Se sintió un poco desilusionado. Siempre que su madre aparecía, él imaginaba que sería para jugar juntos, que le contaría un cuento, o que le ayudaría a hacer sus deberes. Al final eso nunca sucedía, pero al fin y al cabo ella era la madre más importante de todos los niños del colegio, más incluso que la de Sonia, que era la directora. Según le habían explicado, toda la ciudad funcionaba porque ella trabajaba para que así fuese, y tomarse algún tiempo libre más de lo debido tendría terribles consecuencias. Cuando le decían eso, Pablo se iba cabizbajo pero orgulloso, pues imaginaba que gracias a su madre los villanos permanecían en la cárcel, no explotaban bombas y los trenes no descarrilaban porque alguien hubiese doblado las vías. Sí, tenía que entenderlo y que portarse bien.

Obedeciendo las órdenes, apagó la televisión y se dirigió a su cuarto de juegos. Ya lo habían avisado de que cuando tuviese un hermanito todo aquello debía desaparecer para convertirse en una nueva habitación.

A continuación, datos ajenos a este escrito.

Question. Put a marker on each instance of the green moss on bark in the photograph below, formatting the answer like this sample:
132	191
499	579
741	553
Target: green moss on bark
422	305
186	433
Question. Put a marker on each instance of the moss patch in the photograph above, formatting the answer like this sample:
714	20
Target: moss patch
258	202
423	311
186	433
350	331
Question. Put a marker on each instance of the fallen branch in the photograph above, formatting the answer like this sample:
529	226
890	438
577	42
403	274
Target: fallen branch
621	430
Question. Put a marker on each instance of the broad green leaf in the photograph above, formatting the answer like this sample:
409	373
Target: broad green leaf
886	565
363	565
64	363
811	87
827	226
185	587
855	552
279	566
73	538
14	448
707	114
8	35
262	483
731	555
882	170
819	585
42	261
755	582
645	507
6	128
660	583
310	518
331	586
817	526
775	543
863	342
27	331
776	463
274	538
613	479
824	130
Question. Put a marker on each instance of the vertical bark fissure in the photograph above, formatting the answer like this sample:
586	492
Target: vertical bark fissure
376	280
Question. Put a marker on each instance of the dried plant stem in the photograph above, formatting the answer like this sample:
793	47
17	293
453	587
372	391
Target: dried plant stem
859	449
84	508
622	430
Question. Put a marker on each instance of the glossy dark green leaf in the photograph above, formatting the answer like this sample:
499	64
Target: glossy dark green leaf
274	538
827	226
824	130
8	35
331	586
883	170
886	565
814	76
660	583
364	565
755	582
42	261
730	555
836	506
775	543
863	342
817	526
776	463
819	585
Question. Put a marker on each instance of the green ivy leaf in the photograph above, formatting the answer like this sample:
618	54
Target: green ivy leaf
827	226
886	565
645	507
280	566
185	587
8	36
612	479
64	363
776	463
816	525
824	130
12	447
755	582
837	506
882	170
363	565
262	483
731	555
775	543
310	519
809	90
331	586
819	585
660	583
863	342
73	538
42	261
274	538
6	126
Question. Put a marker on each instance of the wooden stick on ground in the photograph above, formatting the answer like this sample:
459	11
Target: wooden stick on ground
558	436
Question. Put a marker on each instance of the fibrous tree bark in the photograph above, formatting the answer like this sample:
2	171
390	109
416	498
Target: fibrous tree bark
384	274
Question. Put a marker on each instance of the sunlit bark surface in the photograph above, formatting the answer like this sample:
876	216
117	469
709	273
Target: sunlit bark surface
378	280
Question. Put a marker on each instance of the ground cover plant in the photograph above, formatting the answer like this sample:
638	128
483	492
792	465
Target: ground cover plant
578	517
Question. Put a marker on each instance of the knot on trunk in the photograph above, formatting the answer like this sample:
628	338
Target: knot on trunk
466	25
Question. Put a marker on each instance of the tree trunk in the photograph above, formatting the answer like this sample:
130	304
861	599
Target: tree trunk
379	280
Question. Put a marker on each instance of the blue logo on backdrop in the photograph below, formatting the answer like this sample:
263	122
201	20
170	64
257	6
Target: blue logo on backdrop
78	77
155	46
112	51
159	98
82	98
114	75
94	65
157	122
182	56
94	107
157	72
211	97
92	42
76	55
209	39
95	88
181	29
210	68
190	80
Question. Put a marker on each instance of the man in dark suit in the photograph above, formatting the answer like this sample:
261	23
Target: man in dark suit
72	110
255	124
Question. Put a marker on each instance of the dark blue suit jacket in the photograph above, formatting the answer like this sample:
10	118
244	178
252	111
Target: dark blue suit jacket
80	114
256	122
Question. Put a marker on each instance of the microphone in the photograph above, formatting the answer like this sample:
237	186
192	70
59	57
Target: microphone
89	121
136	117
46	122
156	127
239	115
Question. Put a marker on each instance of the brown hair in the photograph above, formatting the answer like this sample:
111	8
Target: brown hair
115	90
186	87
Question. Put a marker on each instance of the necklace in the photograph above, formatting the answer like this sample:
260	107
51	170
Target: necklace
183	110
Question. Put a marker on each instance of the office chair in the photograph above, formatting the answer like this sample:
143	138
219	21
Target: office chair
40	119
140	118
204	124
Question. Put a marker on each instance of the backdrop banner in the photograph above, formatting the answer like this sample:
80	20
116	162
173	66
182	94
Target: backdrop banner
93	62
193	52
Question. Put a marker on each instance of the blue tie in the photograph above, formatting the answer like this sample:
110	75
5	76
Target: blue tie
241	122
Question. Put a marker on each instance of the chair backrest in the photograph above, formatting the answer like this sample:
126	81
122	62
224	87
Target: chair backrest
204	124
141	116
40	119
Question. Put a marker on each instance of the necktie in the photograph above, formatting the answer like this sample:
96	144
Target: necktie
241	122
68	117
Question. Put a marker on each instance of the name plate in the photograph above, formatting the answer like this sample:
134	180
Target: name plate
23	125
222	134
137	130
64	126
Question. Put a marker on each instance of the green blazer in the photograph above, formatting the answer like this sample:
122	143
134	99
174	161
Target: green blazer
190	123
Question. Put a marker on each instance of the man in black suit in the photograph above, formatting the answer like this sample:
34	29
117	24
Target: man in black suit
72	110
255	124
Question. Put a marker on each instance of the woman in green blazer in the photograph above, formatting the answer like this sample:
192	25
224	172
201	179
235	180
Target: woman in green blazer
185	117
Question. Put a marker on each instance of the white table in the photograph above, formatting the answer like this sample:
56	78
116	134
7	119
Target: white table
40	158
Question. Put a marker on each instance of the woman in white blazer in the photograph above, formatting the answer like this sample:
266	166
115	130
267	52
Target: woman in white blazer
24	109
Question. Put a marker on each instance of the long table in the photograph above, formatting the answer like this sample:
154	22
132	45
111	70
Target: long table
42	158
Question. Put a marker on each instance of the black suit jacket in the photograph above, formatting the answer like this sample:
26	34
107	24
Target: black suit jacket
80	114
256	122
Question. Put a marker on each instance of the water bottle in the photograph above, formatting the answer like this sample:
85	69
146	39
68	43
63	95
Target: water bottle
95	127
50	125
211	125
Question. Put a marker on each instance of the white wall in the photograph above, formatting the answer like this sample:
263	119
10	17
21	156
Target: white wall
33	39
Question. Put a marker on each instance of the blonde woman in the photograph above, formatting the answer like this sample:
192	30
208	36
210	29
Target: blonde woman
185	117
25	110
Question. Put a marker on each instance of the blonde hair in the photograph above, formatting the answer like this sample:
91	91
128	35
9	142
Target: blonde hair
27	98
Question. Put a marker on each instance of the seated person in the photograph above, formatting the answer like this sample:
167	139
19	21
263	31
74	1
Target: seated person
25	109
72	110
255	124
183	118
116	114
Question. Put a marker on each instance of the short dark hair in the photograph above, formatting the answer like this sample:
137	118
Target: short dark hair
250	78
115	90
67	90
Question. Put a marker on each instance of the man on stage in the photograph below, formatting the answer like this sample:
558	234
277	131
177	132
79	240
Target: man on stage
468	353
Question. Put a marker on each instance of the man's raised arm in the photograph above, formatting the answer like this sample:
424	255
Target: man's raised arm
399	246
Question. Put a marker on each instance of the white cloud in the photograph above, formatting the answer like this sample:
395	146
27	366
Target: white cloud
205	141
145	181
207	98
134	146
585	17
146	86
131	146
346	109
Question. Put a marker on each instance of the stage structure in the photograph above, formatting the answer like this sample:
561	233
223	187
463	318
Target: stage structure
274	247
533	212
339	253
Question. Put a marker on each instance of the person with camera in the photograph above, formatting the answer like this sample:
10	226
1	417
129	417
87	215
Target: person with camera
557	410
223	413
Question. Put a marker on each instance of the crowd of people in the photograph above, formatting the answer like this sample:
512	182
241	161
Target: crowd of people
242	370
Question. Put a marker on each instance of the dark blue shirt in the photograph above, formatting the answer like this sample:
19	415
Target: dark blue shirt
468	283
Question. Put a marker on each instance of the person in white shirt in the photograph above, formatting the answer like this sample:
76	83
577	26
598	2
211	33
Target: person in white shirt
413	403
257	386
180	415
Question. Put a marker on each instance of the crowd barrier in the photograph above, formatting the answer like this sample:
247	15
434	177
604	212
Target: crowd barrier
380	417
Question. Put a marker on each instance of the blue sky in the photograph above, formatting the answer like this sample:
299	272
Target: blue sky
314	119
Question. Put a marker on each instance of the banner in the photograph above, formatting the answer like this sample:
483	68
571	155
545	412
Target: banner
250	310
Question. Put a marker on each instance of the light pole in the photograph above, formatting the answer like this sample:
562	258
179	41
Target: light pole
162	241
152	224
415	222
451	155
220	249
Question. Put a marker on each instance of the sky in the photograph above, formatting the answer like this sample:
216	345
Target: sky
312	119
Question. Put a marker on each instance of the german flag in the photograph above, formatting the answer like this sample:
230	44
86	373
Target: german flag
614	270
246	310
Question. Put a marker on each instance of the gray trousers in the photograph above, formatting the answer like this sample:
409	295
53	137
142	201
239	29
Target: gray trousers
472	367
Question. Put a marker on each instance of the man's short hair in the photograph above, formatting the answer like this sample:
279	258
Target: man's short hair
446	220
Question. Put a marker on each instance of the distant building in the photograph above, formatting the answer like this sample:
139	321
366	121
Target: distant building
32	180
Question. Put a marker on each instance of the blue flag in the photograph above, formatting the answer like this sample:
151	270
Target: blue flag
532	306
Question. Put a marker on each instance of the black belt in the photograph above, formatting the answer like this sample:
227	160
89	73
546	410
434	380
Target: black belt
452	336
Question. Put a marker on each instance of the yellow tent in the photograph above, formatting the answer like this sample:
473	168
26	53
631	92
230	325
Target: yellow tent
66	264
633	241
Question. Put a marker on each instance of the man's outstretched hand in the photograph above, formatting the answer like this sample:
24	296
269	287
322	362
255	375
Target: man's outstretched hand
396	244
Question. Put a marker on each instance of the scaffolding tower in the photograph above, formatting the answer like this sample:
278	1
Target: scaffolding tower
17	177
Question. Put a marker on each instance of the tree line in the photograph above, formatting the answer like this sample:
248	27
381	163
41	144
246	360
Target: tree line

A él no le importaba, porque así tendría con quien jugar las tardes en las que Jorge fuese al dentista, además de un compañero con el que hacer expediciones por los arbustos escondidos del parque. Desde la puerta, echó un vistazo rápido a su alrededor, por las estanterías y los baúles. Tenía millones de juguetes, aunque la mayoría eran para jugar con alguien. Encendió un rato la Wii, pero cuando estaba a punto de ganar el partido de tenis su mando se quedó sin pilas y sus adversarios, unos muñecos que él mismo había creado y que parecían una mezcla entre cerdos y extraterrestres, vencieron en el último minuto. Aburrido, se tumbó sobre la alfombra a mirar el techo. Entonces fue cuando se le ocurrió la gran idea. Se dirigió corriendo a la caja donde guardaban los disfraces de carnaval y de las fiestas de cumpleaños y revolvió todo hasta que encontró su favorito. Se lo había regalado su prima Marta cuando cumplió los seis años, cinco meses atrás, por lo que aún le quedaba bien. Se lo probó y decidió que quizá estaba un poco corto de piernas, pero eso no importaba porque las botas lo taparían. Para terminar de transformarse le faltaba un detalle: el antifaz negro. El problema era que lo había perdido mientras saltaba en la piscina de bolas y nunca pudo recuperarlo. La única solución que se le ocurrió fue fabricarse uno, para lo que necesitaba pintura, papel, tijeras y una de las gomas del pelo que utilizaba mamá. A hurtadillas consiguió los materiales (tenía terminantemente prohibido utilizar aquellas tijeras con punta que había en la cocina) y en menos de quince minutos tenía lo que buscaba. Se colocó su creación sobre la cabeza, tal y como los reyes se ponían la corona, se puso delante del espejo y se emocionó al ver su imagen. Era la copia en pequeño de su superhéroe favorito, y estaba seguro de que si salía así a la calle nadie dudaría de su autenticidad. Incluso le entró un ataque de risa al pensar que podría presentarse disfrazado de esa forma en la consulta del dentista y asustar a Jorge diciéndole que todos sus dientes se le caerían uno por uno si no cambiaba y empezaba a compartir sus golosinas en el recreo.